Fonte contactada pelo Desporto ao Minuto, e conhecedora dos meandros disciplinares que existem em Portugal, defende que José Pereira está certo em avançar com a queixa, por estar a cumprir a regulamentação em vigor. O artigo 82 do regulamento de competições da Liga Portugal é claro. Cada clube presente na I Liga deve inscrever, junto das instituições competentes, um treinador principal que seja portador do UEFA Pro (nível IV) e um treinador adjunto com o UEFA A (nível III). João Pereira não cumpre nenhum destes critérios.
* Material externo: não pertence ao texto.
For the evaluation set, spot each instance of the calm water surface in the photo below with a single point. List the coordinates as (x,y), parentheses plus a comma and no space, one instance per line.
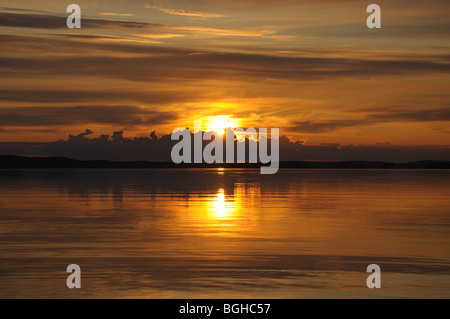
(224,233)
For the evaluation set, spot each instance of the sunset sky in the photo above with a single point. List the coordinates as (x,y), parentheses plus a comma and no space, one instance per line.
(311,68)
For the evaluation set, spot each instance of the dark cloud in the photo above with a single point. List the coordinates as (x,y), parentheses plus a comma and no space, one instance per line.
(48,116)
(442,115)
(153,148)
(218,66)
(58,96)
(49,21)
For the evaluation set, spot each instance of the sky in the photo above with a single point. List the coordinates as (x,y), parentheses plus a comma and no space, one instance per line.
(311,68)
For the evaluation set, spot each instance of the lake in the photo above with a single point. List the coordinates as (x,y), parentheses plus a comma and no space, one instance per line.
(224,233)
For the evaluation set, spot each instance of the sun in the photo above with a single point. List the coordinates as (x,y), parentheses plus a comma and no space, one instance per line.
(219,123)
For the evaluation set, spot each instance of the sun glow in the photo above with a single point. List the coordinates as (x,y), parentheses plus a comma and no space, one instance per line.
(220,122)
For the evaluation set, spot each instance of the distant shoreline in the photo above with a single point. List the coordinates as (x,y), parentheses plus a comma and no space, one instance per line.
(11,162)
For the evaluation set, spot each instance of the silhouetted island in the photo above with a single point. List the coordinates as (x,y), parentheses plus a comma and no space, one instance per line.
(9,162)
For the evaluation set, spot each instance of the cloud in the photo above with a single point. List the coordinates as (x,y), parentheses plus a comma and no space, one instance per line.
(150,97)
(322,126)
(187,13)
(116,14)
(51,21)
(440,115)
(67,115)
(153,148)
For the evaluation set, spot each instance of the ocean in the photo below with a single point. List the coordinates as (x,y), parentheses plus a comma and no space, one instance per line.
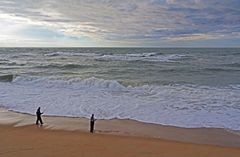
(186,87)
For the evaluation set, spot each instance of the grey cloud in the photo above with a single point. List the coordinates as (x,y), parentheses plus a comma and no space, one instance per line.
(131,20)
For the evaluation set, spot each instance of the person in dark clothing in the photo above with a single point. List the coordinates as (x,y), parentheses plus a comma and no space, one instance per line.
(92,121)
(39,113)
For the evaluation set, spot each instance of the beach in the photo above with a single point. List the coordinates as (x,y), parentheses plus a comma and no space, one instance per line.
(62,136)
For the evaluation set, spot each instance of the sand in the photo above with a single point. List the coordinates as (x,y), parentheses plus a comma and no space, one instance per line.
(69,137)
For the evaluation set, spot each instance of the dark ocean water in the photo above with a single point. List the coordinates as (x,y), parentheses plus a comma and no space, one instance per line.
(177,86)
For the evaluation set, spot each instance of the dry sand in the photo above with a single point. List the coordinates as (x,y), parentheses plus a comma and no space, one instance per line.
(68,137)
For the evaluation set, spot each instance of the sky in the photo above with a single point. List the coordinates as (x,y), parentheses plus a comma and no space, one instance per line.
(119,23)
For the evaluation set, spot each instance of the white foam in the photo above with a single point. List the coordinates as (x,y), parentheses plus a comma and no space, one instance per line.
(150,57)
(179,105)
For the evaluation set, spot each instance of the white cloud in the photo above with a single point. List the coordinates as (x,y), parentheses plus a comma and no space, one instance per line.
(126,21)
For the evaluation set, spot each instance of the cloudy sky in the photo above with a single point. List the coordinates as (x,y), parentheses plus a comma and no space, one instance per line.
(145,23)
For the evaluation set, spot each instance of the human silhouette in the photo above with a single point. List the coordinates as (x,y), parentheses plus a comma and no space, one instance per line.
(39,113)
(92,121)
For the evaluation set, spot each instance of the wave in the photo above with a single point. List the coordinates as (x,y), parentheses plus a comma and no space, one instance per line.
(150,57)
(183,105)
(6,78)
(147,57)
(220,69)
(61,66)
(237,65)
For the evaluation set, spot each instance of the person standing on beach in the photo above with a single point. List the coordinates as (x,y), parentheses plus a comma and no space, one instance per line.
(92,121)
(39,113)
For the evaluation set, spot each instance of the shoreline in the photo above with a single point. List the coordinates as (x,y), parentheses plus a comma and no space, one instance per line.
(129,128)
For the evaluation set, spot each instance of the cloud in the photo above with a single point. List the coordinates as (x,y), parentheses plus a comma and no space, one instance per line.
(126,21)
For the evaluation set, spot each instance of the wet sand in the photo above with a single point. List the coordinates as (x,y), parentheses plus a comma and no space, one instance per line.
(61,136)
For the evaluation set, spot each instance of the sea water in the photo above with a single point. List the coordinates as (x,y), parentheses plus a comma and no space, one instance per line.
(187,87)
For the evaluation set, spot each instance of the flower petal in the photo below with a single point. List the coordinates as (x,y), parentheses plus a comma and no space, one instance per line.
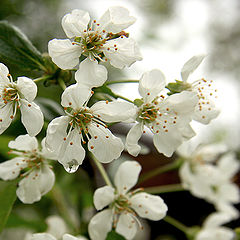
(75,23)
(42,236)
(149,206)
(27,88)
(127,176)
(116,19)
(122,52)
(132,138)
(10,169)
(151,84)
(24,143)
(63,53)
(75,96)
(100,225)
(5,117)
(56,132)
(91,74)
(38,183)
(115,111)
(127,226)
(190,66)
(103,196)
(4,74)
(103,144)
(72,153)
(32,117)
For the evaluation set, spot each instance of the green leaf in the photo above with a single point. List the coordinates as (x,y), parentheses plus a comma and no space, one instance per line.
(114,236)
(16,49)
(7,199)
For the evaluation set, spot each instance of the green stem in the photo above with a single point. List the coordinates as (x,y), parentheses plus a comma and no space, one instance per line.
(165,189)
(62,84)
(63,207)
(102,170)
(121,81)
(168,167)
(176,224)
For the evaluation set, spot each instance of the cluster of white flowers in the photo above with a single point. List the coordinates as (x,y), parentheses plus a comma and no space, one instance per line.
(168,117)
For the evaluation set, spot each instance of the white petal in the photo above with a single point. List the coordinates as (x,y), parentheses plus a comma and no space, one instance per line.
(103,144)
(133,136)
(149,206)
(116,19)
(167,142)
(127,176)
(114,111)
(127,226)
(91,74)
(56,226)
(38,183)
(190,66)
(103,196)
(5,113)
(3,74)
(10,169)
(151,84)
(42,236)
(24,143)
(100,225)
(63,53)
(32,117)
(56,132)
(72,153)
(126,54)
(75,96)
(75,23)
(27,88)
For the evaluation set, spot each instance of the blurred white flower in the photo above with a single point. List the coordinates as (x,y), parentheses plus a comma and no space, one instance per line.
(66,134)
(97,41)
(19,94)
(124,205)
(212,229)
(167,118)
(37,176)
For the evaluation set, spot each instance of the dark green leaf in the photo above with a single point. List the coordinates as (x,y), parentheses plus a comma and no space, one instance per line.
(7,199)
(16,50)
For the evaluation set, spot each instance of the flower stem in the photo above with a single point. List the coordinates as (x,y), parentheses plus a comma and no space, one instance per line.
(176,224)
(121,81)
(101,170)
(168,167)
(165,189)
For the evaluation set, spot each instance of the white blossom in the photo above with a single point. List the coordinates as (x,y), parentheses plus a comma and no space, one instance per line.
(32,166)
(19,94)
(167,117)
(210,178)
(124,205)
(100,40)
(66,134)
(206,110)
(213,230)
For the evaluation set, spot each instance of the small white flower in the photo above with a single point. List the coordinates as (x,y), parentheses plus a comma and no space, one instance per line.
(212,181)
(103,40)
(213,230)
(206,110)
(124,205)
(167,118)
(38,178)
(66,134)
(19,94)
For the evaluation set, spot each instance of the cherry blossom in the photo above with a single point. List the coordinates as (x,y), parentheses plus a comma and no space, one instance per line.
(124,205)
(32,166)
(19,94)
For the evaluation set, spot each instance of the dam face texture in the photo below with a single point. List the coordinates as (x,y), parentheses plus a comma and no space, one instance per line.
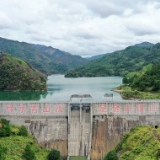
(88,129)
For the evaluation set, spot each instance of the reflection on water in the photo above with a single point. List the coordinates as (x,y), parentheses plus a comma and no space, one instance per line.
(22,95)
(61,88)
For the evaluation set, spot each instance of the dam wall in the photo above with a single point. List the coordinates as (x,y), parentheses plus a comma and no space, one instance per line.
(75,131)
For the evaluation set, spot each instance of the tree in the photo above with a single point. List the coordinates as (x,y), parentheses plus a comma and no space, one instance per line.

"Não foi só com o Ruben Amorim, aconteceu em vários outros casos. Basta ver os mapas de castigos do Conselho de Disciplina (CD) da Federação Portuguesa de Futebol para se perceber que existem multas para treinadores não habilitados para a função. Os próprios delegados da LPFP devem reportar o caso, por exemplo, esteja na flash interview ou se levante para dar instruções, por isso implica um incumprimento dos regulamentos", frisou José Pereira, em declarações à agência Lusa.
O agora treinador da equipa principal do Sporting já concluiu o segundo nível do curso de treinador, mas ainda não recebeu o certificado. João Pereira tinha sido inscrito como adjunto da equipa principal, num sinal claro de que a estrutura de futebol do Sporting já o estava a preparar como eventual sucessor de Rúben Amorim.
Enquanto não receber o certificado da UEFA, Tiago Teixeira, seu adjunto e detentor do quarto nível, aparecerá nas fichas de jogo como o treinador principal, tal como aconteceu nos tempos iniciais de Amorim em Alvalade. Na altura, Emanuel Ferro era o treinador principal, mesmo não o sendo, e aparecia nas conferências de imprensa.
A situação terá de ser replicada, agora, pela estrutura leonina. João Pereira não poderá estar nas conferências de imprensa do Sporting, sendo, provavelmente, substituído por Tiago Teixeira. Também não poderá dar instruções aos seus jogadores no relvado do estádio, sob pena de existirem infrações disciplinares. O artigo 96-A do regulamento disciplinar da Liga estabelece que, quer o clube, quer o infrator serão multados se João Pereira pisar a linha.
O que se segue? João Pereira aparecerá na ficha de jogo como adjunto de Tiago Teixeira, tal como acontecia na equipa B dos leões, até que cumpra o nível III, algo que deverá acontecer até ao final do presente ano. Depois disso, seguir-se-á a inscrição no UEFA Pro. Até lá, caberá a Tiago Teixeira ser o 'substituto' de Rúben Amorim no comando técnico da equipa principal do Sporting.